Leukocyty są o wiele lepsze. Po jakim czasie podawania GS one tak podskoczyły? Bo możliwe że to antybiotyk w końcu podziałał na jakiś patogen bakteryjny który bardzo szkodził. Albo nałożyły się działania obu leków.
Niezwykle ważne bedzie badanie płynu i wykluczenie w MRI nowotworu. Bo jesli go nie będzie to najprawdopodobniej przyczyną objawów będzie infekcja.
Możliwe że to FIP, ale przy takich leukocytach jakie były to praktycznie każdy patogen mógł mózg zaatakować

Ale jesli widać poprawę to... Jest to naprawdę powód do ostrożnego optymizmu że leki działają. Teraz pytanie: które.
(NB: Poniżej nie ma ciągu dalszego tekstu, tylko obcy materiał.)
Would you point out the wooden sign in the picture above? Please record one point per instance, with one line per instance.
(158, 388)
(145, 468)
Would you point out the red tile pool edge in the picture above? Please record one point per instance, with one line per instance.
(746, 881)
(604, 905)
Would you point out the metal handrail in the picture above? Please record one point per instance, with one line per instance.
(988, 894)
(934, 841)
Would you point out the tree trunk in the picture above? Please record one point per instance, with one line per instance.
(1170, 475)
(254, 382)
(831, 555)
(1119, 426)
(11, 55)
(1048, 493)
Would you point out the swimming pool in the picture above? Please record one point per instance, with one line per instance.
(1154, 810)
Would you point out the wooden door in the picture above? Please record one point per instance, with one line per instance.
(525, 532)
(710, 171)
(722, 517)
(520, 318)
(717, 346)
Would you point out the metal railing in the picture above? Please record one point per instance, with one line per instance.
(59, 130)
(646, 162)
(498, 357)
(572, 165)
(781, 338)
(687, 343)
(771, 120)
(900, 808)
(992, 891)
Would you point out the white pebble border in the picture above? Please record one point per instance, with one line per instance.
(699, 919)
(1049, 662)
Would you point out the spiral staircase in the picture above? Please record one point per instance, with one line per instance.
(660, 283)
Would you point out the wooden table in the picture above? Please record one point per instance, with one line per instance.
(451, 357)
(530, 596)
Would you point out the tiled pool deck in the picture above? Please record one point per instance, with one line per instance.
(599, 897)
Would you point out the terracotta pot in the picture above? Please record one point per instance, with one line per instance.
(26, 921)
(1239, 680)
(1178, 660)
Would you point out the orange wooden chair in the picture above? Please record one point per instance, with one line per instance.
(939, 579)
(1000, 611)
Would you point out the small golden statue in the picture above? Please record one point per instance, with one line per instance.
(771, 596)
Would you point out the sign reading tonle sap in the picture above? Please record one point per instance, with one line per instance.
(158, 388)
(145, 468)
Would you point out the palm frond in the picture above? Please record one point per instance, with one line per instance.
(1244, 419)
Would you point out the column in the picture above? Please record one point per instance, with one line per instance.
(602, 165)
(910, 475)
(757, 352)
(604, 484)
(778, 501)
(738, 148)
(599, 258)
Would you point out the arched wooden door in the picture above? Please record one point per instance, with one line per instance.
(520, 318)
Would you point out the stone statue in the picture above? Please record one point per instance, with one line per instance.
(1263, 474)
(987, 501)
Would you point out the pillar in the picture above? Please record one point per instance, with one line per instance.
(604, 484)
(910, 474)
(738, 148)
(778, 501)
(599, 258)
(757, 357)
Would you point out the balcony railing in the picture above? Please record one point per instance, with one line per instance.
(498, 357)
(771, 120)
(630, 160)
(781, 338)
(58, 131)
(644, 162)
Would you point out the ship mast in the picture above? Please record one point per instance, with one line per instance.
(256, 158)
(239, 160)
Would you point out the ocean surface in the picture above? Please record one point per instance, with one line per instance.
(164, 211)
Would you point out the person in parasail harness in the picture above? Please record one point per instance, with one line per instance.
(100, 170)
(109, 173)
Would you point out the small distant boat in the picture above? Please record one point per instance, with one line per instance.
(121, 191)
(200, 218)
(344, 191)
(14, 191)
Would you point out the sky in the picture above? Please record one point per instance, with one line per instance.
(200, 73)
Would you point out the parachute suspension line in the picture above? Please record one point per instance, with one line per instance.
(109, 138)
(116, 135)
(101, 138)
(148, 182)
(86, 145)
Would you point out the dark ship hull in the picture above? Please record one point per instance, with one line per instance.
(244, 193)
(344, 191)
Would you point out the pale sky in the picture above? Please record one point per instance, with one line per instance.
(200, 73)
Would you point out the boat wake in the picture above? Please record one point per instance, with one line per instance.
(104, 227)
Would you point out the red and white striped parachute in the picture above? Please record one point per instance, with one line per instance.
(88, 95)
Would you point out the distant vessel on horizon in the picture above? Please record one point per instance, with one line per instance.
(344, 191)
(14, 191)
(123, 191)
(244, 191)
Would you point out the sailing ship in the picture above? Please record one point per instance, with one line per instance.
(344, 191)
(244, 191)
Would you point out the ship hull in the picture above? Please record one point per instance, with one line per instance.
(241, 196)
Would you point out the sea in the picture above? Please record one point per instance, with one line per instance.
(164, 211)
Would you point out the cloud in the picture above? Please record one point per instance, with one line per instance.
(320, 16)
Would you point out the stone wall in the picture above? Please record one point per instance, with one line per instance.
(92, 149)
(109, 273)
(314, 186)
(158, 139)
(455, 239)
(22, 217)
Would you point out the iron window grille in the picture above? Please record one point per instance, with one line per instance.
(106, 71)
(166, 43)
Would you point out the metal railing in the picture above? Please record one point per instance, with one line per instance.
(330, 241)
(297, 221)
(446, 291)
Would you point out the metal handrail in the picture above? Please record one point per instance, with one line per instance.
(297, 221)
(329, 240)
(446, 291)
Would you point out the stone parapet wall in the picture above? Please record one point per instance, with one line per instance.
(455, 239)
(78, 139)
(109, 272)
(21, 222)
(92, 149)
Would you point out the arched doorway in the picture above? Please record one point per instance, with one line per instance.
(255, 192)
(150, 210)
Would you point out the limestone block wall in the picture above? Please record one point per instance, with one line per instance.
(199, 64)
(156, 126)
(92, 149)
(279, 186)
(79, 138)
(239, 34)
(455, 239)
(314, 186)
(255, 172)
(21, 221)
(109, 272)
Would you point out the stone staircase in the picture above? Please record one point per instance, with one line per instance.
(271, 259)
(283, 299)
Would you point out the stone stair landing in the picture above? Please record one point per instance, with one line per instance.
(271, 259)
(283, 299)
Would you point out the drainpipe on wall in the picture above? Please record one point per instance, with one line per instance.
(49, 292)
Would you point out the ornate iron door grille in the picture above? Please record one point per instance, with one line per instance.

Gdyby poprawa była po samym antybiotyku można by zaryzykować odwleczenie badań i obserwację. Tu jest także kwestia GS... Bo jesli to reakcja na niego a Fiszkę dopadł na dokładkę FIP (mam wrazenie ze jest jakaś masakryczna ilosć przypadkow teraz


I tu kwestia tego czy wirus jest w plynie czy go nie ma jest bardzo ważna.
Ale się porobiło.... Ale bardzo trzymam kciuki za kolejne oznaki poprawy!